Для нее важно было, чтобы человек был предан земле как положено, чтобы не лежал в безымянной могиле.
Бездомные – большие фантазеры. У каждого есть своя легенда. Но они приходили и говорили: «Меня зовут так-то, я родился тогда-то, хочу, чтобы на моей могиле было написано то-то».
«Вы с ума сошли?»
Лиза ушла на лету. Она всегда говорила, что рано уйдет. Говорила, что боится смерти, но при этом прибавляла, что понимает – иначе быть не может.
Я и сама 25 декабря 2016 года запомню на всю жизнь. Мне ранним утром начала звонить журналистка. Телефон был включен, звонил долго и настойчиво без десяти восемь утра.

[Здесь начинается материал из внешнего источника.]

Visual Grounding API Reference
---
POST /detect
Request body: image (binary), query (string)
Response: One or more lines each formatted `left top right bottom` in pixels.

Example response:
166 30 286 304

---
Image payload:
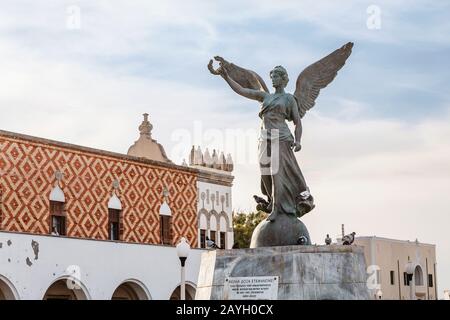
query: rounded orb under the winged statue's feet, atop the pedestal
250 214 311 248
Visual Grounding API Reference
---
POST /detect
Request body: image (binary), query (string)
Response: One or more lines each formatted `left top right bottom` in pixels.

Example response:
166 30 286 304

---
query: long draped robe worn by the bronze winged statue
258 93 313 216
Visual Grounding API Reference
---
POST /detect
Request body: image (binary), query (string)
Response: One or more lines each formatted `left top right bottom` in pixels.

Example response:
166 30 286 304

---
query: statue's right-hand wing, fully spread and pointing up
294 42 353 118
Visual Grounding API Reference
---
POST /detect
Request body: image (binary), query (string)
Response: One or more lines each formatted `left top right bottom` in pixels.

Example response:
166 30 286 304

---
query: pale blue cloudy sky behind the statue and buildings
0 0 450 293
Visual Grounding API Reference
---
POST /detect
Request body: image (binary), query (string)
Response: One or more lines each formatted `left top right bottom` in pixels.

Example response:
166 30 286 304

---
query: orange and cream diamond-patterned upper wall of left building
0 131 198 246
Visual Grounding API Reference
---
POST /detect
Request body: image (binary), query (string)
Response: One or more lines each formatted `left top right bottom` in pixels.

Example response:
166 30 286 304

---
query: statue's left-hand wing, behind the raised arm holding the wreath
208 56 269 93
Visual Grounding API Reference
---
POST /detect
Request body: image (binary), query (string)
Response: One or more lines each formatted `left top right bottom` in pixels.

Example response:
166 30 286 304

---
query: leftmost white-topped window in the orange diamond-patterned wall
49 185 66 236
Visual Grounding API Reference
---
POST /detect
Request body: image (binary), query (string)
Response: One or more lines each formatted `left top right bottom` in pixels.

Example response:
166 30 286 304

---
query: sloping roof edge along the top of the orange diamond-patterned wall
0 130 199 174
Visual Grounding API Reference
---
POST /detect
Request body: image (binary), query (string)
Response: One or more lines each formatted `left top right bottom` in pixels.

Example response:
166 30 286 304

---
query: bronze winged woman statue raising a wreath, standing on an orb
208 42 353 245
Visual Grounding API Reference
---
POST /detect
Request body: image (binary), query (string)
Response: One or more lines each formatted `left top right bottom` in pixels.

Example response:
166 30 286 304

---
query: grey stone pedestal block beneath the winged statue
195 245 370 300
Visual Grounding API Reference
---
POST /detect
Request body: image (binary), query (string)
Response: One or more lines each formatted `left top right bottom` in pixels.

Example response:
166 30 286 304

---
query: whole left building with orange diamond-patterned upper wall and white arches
0 114 237 300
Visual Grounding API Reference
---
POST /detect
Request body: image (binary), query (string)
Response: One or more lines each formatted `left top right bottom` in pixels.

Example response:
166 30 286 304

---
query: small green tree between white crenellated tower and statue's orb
233 211 267 248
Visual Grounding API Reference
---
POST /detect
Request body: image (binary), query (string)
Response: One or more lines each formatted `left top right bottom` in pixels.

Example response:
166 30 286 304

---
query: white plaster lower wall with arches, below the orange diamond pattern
0 232 205 300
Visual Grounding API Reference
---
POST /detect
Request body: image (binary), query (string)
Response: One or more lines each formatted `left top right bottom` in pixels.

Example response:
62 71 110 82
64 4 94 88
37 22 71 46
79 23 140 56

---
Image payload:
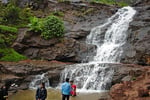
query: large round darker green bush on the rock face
41 15 64 39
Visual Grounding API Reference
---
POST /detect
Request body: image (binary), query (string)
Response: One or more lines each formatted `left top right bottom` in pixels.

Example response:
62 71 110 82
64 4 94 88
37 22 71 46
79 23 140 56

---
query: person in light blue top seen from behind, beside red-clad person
61 78 71 100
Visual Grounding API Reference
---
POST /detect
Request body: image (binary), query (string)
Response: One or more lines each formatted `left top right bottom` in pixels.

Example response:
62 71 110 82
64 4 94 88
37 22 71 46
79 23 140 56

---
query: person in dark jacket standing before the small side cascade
36 83 47 100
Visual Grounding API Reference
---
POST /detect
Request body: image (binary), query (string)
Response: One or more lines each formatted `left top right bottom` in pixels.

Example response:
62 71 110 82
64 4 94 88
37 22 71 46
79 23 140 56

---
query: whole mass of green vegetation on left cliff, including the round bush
0 0 64 61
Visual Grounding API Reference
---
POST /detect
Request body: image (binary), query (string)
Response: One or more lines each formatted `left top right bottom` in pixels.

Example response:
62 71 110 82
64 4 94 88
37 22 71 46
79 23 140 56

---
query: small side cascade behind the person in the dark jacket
29 73 50 89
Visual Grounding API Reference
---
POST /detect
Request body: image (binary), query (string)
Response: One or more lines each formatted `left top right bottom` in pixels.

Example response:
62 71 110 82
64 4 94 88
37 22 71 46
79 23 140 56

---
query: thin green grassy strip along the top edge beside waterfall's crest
91 0 128 7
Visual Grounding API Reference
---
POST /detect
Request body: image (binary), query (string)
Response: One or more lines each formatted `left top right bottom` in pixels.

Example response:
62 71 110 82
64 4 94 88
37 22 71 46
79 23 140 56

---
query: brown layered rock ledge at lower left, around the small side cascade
0 60 71 92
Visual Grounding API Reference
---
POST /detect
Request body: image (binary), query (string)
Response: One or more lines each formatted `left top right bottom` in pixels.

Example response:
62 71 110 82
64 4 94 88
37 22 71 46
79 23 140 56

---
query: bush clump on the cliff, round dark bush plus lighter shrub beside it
28 15 64 39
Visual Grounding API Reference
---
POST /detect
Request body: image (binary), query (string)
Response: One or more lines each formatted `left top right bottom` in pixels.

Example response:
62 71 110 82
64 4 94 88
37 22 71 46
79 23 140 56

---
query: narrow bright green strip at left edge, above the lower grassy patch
0 25 18 33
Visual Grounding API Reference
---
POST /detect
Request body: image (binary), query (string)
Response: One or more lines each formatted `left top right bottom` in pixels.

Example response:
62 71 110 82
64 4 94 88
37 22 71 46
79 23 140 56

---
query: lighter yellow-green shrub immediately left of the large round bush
28 17 42 32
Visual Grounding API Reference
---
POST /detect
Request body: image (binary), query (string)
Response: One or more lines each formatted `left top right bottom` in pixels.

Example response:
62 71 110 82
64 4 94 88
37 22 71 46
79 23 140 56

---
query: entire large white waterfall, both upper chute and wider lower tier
61 7 136 91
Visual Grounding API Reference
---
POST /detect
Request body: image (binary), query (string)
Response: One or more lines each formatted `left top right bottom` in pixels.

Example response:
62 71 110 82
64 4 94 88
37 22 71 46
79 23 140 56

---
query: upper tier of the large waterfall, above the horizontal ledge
87 7 136 63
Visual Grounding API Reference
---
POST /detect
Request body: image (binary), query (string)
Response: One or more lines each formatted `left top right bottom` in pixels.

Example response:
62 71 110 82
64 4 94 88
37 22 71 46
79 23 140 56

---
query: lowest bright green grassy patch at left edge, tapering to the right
0 48 27 61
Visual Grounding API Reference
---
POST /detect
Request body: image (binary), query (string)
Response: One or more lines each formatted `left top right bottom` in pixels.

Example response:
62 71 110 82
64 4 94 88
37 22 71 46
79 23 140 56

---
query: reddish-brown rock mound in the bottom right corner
110 67 150 100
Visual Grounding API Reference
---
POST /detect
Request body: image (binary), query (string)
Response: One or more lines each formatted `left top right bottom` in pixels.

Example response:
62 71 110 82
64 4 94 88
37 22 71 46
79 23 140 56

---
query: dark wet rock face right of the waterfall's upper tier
121 1 150 65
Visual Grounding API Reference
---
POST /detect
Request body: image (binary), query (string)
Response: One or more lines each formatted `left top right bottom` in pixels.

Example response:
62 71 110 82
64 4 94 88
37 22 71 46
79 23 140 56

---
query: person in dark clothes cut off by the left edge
0 85 8 100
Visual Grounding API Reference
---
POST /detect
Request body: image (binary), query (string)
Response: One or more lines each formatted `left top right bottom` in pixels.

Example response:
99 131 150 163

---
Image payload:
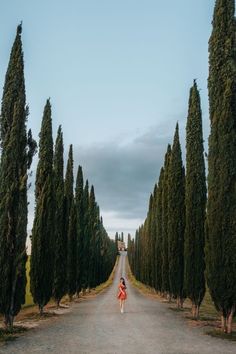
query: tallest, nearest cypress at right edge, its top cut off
206 0 236 333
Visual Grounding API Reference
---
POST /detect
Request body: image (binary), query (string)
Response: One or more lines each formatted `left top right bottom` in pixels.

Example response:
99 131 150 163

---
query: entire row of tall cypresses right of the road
128 0 236 333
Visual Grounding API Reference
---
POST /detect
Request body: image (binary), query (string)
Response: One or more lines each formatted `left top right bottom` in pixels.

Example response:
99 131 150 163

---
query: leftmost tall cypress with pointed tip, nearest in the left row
0 25 36 327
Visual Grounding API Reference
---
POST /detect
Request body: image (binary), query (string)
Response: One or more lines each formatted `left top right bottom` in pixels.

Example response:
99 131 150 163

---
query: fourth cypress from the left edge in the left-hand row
64 145 77 300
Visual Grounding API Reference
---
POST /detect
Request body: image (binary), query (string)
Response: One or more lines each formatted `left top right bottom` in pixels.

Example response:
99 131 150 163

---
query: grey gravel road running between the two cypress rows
0 253 236 354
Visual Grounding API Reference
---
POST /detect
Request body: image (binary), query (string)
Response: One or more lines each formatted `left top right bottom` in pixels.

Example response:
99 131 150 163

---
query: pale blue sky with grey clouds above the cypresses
0 0 215 241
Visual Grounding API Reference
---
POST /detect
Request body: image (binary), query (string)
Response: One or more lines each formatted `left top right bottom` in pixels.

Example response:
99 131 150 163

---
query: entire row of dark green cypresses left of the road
0 25 117 327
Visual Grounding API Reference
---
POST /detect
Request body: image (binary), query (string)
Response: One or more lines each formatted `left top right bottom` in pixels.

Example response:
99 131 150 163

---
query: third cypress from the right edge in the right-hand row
168 124 185 307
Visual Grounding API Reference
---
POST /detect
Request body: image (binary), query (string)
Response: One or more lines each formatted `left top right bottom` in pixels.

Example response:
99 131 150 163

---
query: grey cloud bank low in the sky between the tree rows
74 126 173 235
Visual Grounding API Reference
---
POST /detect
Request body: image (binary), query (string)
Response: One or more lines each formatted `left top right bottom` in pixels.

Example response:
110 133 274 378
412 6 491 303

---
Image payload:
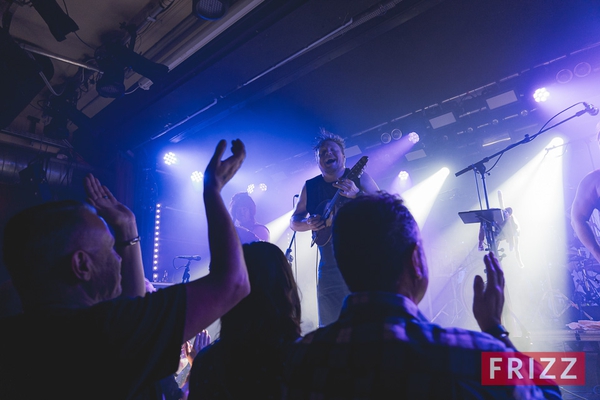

Взяла трубку, еще лежа в кровати, и первое, что услышала, было: «Как вы прокомментируете гибель Елизаветы Глинки?» Я сказала: «Вы с ума сошли??» и отключилась. Потом телефон ни на минуту уже не замолкал.
Люди до сих пор звонят мне и говорят: «Мы не верим в ее смерть, скажи нам, что это неправда». Каждому нужно утешение, каждого нужно ободрить, сказать, что помощь никуда не денется, что одни они не останутся, их никто не бросит.
Не могу прийти в себя. Всем нам тяжело, горько – и подопечным, и волонтерам.
Она была разная, потому что была человеком.